Bauru ganhou, neste ano, pela primeira vez, seu Festival do Folclore. Promovido pelo Yauaretê Centro de Cultura Artes e Educação e Secretaria Municipal de Cultura (SMC), o evento teve os moldes do Festival de Folclore de Olímpia, o mais tradicional no Estado. Em três dias, no início do mês, o público pôde conferir uma mostra da cultura popular brasileira, com apresentações de danças e autos (reisados, congadas, moçambiques, catira, fandango, bumba-meu-boi, parafusos, tambor de crioula), literatura folclórica (poesia, contos, mitos e lendas), música folclórica e artesanatos.

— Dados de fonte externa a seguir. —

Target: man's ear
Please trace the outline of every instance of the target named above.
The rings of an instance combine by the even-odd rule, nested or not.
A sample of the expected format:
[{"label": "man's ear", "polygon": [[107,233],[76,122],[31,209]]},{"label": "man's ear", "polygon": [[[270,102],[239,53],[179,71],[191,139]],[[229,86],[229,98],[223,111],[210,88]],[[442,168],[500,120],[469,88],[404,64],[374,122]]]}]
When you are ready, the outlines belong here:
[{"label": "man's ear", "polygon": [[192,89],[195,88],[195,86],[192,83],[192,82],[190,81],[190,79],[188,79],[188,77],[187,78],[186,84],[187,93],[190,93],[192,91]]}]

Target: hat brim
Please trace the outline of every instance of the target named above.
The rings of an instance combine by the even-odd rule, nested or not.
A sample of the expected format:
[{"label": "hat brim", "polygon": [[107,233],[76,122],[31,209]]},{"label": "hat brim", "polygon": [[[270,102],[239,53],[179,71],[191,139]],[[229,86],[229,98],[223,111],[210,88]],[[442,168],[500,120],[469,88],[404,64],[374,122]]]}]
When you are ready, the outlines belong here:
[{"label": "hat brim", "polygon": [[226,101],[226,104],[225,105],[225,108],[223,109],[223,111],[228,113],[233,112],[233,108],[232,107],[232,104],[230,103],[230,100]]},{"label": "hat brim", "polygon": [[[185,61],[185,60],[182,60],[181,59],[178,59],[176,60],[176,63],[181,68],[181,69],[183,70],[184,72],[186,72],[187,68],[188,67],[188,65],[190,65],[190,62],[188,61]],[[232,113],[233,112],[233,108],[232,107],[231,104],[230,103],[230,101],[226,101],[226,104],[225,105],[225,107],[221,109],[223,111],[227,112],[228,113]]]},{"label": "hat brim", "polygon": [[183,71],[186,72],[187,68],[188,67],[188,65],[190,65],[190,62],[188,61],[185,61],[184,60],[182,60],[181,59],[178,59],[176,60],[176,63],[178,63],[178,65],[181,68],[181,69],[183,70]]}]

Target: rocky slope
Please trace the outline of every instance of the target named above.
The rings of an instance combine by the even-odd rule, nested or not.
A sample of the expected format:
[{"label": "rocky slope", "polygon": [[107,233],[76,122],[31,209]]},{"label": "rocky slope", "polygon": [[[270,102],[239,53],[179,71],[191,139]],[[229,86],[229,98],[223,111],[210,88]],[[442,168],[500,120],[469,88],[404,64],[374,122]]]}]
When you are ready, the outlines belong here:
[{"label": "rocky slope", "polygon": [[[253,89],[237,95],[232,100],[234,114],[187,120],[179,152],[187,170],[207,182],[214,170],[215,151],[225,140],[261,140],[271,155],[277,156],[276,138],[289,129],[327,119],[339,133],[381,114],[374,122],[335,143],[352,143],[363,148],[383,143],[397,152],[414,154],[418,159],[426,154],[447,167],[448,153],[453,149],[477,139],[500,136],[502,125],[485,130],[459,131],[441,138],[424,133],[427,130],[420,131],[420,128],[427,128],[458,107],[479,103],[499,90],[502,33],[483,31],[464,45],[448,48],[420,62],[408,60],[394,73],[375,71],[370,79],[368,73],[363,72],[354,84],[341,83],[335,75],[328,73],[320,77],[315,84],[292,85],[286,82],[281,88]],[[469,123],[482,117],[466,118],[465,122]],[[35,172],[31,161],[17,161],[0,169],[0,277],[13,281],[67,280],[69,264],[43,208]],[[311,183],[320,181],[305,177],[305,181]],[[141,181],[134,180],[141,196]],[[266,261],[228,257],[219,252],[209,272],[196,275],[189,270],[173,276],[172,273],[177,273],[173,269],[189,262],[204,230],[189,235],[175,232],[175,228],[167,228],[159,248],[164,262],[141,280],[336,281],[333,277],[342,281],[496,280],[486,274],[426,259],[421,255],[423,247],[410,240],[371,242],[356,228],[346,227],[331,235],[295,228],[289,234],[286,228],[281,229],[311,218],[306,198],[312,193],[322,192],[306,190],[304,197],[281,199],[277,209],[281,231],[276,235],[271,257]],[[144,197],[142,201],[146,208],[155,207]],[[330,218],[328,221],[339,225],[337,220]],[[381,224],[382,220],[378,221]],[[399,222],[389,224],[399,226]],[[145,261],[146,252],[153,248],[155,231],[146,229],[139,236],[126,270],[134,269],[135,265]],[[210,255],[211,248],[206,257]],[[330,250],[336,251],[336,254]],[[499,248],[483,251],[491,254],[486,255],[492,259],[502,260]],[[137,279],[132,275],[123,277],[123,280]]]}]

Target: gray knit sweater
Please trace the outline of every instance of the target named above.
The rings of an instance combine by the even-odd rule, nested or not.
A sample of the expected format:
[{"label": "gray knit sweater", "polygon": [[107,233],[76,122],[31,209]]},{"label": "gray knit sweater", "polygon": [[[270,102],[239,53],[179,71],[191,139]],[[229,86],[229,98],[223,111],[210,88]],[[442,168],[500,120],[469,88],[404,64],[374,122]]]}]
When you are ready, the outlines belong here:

O Festival do Folclore ganhou ainda o reforço de mais de 240 artesãos do Município e da região, na Feira Regional de Artes e Artesanato de Bauru, organizada por membros da Feira de Artes e Artesanato Ubá e pela SMC. Todos os meses, a Ubá apresenta artesanato confeccionado por produtores da cidade, sempre no segundo domingo, no Parque Vitória Régia.

O Serviço Social do Comércio (Sesc) também dedicou parte de sua programação de agosto ao folclore, com a mostra “Cores e Ritmos de Nossas Raízes”, que percorreu as unidades do órgão durante este mês com apresentações de danças folclóricas.